Following in the noble footsteps of Roy Scheider and Blake Lively, it’s finally time for Jason Statham to do battle with a large shark. Judging by the fact that those three actors have never been mentioned in the same breath before, shark movies have taken a downturn in quality since “Jaws.” A dorsal fin sneaking through the water is now the sign of SyFy Channel schlock— or worse, “Jaws 4: The Revenge.” But what if a shark movie knew that it was as frivolous as “Jaws 4: The Revenge”? Enter “The Meg.”

Meg is short for Megalodon: a gargantuan, prehistoric shark that has surfaced in modern times to feed on movie stars.
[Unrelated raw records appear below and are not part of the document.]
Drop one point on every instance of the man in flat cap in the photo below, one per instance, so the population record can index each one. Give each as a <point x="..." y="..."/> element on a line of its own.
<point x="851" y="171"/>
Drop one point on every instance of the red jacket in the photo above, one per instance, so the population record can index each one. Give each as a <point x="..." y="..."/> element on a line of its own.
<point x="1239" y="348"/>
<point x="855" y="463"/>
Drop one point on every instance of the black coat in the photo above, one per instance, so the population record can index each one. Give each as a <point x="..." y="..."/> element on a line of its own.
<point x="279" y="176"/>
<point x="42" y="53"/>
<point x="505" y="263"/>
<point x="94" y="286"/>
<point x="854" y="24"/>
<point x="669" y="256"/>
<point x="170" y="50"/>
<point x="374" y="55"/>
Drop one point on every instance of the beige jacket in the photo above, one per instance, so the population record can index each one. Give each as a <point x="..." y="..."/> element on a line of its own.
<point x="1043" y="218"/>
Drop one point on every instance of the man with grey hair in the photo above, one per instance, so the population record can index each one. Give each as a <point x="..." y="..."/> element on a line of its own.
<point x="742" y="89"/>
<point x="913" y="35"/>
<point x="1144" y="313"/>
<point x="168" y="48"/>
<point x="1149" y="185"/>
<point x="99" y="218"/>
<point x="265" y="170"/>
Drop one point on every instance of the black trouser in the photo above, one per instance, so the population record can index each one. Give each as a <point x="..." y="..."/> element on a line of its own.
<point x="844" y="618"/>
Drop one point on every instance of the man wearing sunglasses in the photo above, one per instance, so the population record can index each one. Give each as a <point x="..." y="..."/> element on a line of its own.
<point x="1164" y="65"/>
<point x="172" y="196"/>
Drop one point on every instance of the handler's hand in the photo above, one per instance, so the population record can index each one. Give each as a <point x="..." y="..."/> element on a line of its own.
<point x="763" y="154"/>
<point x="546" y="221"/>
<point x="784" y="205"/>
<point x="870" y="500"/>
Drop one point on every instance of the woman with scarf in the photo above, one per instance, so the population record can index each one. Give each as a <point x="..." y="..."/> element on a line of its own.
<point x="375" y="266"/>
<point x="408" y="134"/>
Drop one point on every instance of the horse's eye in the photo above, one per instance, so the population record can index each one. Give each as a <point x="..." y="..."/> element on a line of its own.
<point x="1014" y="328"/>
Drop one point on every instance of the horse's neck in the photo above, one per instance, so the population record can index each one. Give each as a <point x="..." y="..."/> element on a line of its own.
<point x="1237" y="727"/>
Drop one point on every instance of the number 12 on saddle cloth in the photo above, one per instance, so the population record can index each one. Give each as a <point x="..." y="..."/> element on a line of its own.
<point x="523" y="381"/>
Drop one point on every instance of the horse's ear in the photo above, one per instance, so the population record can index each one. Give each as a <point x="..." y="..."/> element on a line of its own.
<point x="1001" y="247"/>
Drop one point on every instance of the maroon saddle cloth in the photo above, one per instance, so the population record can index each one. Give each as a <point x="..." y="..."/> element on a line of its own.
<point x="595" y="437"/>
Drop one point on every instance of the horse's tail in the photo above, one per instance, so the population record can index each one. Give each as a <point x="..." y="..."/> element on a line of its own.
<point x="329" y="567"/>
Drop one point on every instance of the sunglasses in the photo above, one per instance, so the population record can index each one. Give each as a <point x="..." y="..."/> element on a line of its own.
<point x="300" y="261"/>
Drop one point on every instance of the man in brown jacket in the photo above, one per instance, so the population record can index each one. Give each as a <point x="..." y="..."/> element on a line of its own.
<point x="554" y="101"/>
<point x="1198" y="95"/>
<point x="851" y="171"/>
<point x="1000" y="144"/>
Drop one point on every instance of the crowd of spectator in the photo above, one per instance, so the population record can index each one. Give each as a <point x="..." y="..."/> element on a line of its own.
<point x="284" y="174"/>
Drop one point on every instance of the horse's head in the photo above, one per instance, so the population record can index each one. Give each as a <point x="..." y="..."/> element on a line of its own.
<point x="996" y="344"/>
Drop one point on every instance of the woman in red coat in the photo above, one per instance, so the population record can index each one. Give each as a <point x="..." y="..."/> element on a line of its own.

The narrative follows a team of research scientists as they dive beneath the Mariana Trench, unveiling a deeper part of the ocean that’s swimming with new species—and ancient ones, including the 75-foot monster shark.

Even in an intentionally dumb movie, this doesn’t make much sense: if Megalodon sharks have been evolving in complete darkness for millions of years, why doesn’t the sun obliterate the Meg’s eyes? Why doesn’t the lack of pressure near the surface affect it? One might think that the war between Jason Statham and a Megalodon need not maintain an adequate level of intelligence, but that expectation is muddled when “The Meg” tries to be smart from time to time.

The movie’s tone isn’t silly enough to achieve the guilty B-movie pleasure of, say, “Sharknado”. From the self-importance of its scientific jargon to the emphasis on a hackneyed “man vs. nature” theme, “The Meg” too often forgets to be as ridiculous as it could be. This is a movie in which a fish the size of a WWII submarine attacks beachgoers in floaties, for shark’s sake. But other set pieces insufficiently utilize the movie’s biggest attraction: a shark that’s, you know, big. You could swap the Megalodon for an unusually sized Great White and much of “The Meg” would remain unchanged. When your shark is 75 feet long, you can get a little more creative than rehashing scenes from every other shark horror movie.

Good thing “The Meg” is a comedy too. Rainn Wilson is there to crack wise and poke fun at the genre, and Jason Statham’s jump on the joke train is as satisfying as his turn in “Spy”. There’s even a non-grating child actress who pulls off that sweet spot of adorable and funny. When “The Meg” acknowledges how unrealistic its sense of scale is, it’s worth a lot of laughs. The movie is never funnier than the first scene, though — it treats a Megalodon attack like high drama, winking heavily with fast zooms and overly somber dialogue. The dissonance of taking a ludicrous situation with dead seriousness is undeniably comical.

But “The Meg” loses that sense after the opening scene, and fails to go far enough in the other direction of embracing absolute absurdity. It exists somewhere in the middle of that spectrum — fun in the moment, but not outlandish enough to sink its teeth into your brain. Perhaps you’d be better off with next month’s “The Last Sharknado,” which adds superheroes and dinosaurs to the sharks-in-a-tornado mix. Now that’s a summer movie.